# Boring on a G0602



## Transformer (Jul 21, 2014)

I am planning a project where I would take say 3" diameter stock 3" long and bore a 2.25" hole to a depth of 2.25".  How would I do this? This must be a job for a boring bar.  I have looked at utube and there are videos on the use of boring bars but they start with a big hole and then enlarge it.  If you have no hole to begin with how do you start? Also when you are not going through the stock how do you make the bottom of the hole flat?  My experience is still being measured in hours so I might try this in plastic before trying in metal.
Thanks, Transformer


----------



## zmotorsports (Jul 21, 2014)

Generally when boring a hole or through bore you start with a pilot hole just large enough to fit your boring bar into.  I have a 1/2", 5/8" and a  3/4" boring bar so depending on what size finished hole I need I will choose the correct boring bar.

Chuck it up in the lathe and use your tailstock mounted drill chuck to drill the holes.  Once you get to the size your boring bar fits, install the boring bar into the toolholder and touch off.  Making note of your size once you reset to zero then calculate how much you need to remove.  I generally go up to .010" of an inch with roughing cuts and then take the final .010" as a finish cut for a smooth consistent looking finish.

Also, when boring to a flat bottom hole, I run up against a softstop to again, within a few thousandths and then the final cut to proper depth.

Mike.


----------



## dave2176 (Jul 21, 2014)

Chuck the piece up and use a center drill to get a good center start. Mark a 1/4" drill so you don't go to deep. Step up to your biggest bit being careful not to to deep. Switch to your boring bar and complete the hole. A boring bar can also clean up the bottom.
 Dave

edit: Mike types faster, what he said. )


----------



## Transformer (Jul 22, 2014)

Thanks Mike and Dave: what is a soft stop?


----------



## Andre (Jul 22, 2014)

Transformer said:


> Thanks Mike and Dave: what is a soft stop?



A soft stop is an indicator on the ways, here is a Toms Techniques video on the subject (he is a fellow member here, although dismissed)

https://www.youtube.com/watch?v=Uyj3UO9s5Fw&list=UUqR9wRW2JYXOlpqiN8C0dIg


----------



## zmotorsports (Jul 22, 2014)

Andre is correct.  A softstop is merely a dial indicator that you run up to a predetermined reading.  Much different than a hardstop as you can power up to a  softstop, I do NOT recommend ever power feeding up to a hardstop.

Mike.


----------



## chuckorlando (Jul 22, 2014)

Is it not proper/acceptable practice to drill as large of a starter hole as you can?
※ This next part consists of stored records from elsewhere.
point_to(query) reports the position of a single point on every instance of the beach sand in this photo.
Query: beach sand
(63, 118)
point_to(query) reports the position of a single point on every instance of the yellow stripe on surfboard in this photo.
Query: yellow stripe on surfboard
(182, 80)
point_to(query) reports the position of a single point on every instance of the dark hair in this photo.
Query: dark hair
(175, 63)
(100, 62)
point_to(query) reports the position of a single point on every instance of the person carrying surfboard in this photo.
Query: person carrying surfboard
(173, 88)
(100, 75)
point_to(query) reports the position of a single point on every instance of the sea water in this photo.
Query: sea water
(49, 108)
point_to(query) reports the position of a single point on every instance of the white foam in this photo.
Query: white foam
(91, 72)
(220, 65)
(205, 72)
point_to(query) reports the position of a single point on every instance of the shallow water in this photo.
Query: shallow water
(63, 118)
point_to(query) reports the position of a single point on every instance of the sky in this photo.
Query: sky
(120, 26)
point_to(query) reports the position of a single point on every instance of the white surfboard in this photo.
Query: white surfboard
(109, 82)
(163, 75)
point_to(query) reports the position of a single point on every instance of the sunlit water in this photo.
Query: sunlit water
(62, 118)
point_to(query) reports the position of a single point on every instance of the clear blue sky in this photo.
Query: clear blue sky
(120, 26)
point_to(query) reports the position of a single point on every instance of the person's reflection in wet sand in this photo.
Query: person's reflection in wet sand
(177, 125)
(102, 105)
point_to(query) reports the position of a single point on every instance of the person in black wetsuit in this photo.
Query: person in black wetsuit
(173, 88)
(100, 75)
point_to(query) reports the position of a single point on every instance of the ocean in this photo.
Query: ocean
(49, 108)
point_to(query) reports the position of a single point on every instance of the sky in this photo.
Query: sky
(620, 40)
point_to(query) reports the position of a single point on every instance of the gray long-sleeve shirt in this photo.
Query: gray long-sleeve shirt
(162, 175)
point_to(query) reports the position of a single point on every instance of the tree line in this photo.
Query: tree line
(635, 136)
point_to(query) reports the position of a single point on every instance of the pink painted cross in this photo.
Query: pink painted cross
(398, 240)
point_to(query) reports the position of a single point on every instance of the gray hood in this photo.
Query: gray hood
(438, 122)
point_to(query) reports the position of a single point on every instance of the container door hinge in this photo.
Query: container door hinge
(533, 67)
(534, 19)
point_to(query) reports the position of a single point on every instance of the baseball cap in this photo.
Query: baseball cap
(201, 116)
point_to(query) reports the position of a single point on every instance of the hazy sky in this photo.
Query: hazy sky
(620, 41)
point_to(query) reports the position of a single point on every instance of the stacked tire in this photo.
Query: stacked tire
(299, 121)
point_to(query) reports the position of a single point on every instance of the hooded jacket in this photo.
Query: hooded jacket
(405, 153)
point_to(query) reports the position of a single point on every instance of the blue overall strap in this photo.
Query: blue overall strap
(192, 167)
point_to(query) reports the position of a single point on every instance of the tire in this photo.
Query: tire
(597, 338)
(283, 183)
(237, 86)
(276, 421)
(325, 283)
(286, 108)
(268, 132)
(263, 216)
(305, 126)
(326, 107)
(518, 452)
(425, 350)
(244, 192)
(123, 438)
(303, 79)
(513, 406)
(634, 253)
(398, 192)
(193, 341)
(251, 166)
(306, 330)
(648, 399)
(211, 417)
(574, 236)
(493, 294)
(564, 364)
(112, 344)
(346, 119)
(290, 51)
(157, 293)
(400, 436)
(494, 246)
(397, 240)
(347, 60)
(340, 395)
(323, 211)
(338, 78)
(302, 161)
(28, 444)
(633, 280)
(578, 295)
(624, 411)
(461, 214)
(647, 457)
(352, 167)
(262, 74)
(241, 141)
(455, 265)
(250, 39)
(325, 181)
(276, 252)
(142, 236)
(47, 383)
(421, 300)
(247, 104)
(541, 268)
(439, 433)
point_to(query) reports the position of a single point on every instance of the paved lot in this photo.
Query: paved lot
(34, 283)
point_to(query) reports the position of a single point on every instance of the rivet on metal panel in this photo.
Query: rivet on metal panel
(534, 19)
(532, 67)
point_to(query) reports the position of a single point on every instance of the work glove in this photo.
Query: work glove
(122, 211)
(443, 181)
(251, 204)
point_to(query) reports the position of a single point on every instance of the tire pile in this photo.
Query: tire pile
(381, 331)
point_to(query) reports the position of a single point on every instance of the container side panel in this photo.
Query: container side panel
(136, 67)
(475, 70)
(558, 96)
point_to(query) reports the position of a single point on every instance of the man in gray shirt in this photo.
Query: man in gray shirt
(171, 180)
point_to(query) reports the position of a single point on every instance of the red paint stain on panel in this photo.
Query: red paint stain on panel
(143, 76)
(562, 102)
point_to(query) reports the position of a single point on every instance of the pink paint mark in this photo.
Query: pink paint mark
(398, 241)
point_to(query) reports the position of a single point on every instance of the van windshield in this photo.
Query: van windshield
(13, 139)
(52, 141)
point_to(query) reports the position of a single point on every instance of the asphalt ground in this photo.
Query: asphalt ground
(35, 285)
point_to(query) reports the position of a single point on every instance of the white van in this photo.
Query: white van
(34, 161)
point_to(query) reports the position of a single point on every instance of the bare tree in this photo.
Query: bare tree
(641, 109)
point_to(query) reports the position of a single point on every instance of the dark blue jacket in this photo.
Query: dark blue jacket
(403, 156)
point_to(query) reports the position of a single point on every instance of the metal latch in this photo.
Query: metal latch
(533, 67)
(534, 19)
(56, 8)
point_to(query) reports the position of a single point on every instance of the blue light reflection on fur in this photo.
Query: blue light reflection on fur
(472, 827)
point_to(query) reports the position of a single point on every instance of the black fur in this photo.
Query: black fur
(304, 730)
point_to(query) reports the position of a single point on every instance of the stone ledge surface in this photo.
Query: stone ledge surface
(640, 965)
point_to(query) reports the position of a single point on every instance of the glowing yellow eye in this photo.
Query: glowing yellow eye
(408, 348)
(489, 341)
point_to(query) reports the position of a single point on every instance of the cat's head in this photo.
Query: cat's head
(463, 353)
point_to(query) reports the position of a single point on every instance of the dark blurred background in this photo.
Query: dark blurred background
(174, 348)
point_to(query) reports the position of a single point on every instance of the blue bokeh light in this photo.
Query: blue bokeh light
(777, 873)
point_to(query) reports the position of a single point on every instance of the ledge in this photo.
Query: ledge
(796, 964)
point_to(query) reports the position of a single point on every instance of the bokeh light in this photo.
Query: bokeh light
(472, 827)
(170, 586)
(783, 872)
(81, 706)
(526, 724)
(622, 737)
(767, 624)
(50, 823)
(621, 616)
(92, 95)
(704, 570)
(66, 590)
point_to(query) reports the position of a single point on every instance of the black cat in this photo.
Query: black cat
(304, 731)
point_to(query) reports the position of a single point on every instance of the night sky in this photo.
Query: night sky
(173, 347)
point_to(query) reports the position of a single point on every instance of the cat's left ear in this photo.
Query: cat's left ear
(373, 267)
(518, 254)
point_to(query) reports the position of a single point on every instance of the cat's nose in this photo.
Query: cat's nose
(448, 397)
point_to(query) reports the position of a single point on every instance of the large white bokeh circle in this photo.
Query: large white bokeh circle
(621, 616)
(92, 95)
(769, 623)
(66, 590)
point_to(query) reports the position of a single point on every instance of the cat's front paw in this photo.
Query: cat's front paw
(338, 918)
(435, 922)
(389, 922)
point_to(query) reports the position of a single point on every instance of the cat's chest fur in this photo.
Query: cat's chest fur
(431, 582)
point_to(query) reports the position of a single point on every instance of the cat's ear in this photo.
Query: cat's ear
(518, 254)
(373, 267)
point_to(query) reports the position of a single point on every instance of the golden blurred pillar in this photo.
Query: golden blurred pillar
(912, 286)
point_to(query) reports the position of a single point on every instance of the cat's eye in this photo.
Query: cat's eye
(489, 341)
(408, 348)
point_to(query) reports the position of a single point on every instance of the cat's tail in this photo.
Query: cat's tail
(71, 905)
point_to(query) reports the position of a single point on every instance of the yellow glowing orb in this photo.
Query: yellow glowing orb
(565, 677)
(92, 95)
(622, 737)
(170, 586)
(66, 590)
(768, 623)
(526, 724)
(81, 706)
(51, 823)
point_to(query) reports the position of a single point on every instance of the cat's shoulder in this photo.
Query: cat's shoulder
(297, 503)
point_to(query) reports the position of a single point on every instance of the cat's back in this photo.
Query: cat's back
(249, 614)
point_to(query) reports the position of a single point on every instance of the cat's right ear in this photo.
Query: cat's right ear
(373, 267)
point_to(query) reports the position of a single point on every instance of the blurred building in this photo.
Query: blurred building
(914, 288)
Heck of alot faster to drill out then to bore almost 2" at .010 at a time.


----------



## Fabrickator (Jul 22, 2014)

*"Is it not proper/acceptable practice to drill as large of a starter hole as you can? Heck of alot faster to drill out then to bore almost 2" at .010 at a time"*

My G0602 won't drive a drill that large w/o a lot of chatter and very large drills are very expensive.

Depending on what it's for and the desired wall thickness, I would take a look at getting some tubing that is closer to the inside dimension when possible, the outside dimension is easier to deal with.  It sounds like a cylinder to me.  McMaster-Carr sells ductile iron tubing in short lengths (12") that work great for a cylinder.


----------



## JimDawson (Jul 22, 2014)

chuckorlando said:


> Is it not proper/acceptable practice to drill as large of a starter hole as you can? Heck of alot faster to drill out then to bore almost 2" at .010 at a time.




I would say generally yes, that's the way I have always done it.  A blind hole requires cleanup in the the bottom if it needs to be flat, but I think that the time to clean up the bottom would be less than boring a little at a time.

I read somewhere that drilling is the most efficient method of metal removal.


----------



## chuckorlando (Jul 22, 2014)

Oh I dont mean drill a 2in hole. I just mean use as large as you can to start. This is how I try to do it even on my 9x20. I mean if you can step up from a center drill to a 3/4 or what ever, in steps, thats just less to bore. I'm asking more then stating.


----------



## zmotorsports (Jul 22, 2014)

That is what I have always done.  If for example I need a perfect 1" hole, I will bore to either just over 5/8" or 3/4" diameter (depending on OD of part as well) and then use either a 5/8" or 3/4" boring bar to take it to size.  

I generally don't use much over 7/8" drill bits anyways, I prefer to take out as much metal with drill bits up to around the 5/8"-7/8" and over that boring comes into play.

Mike.


----------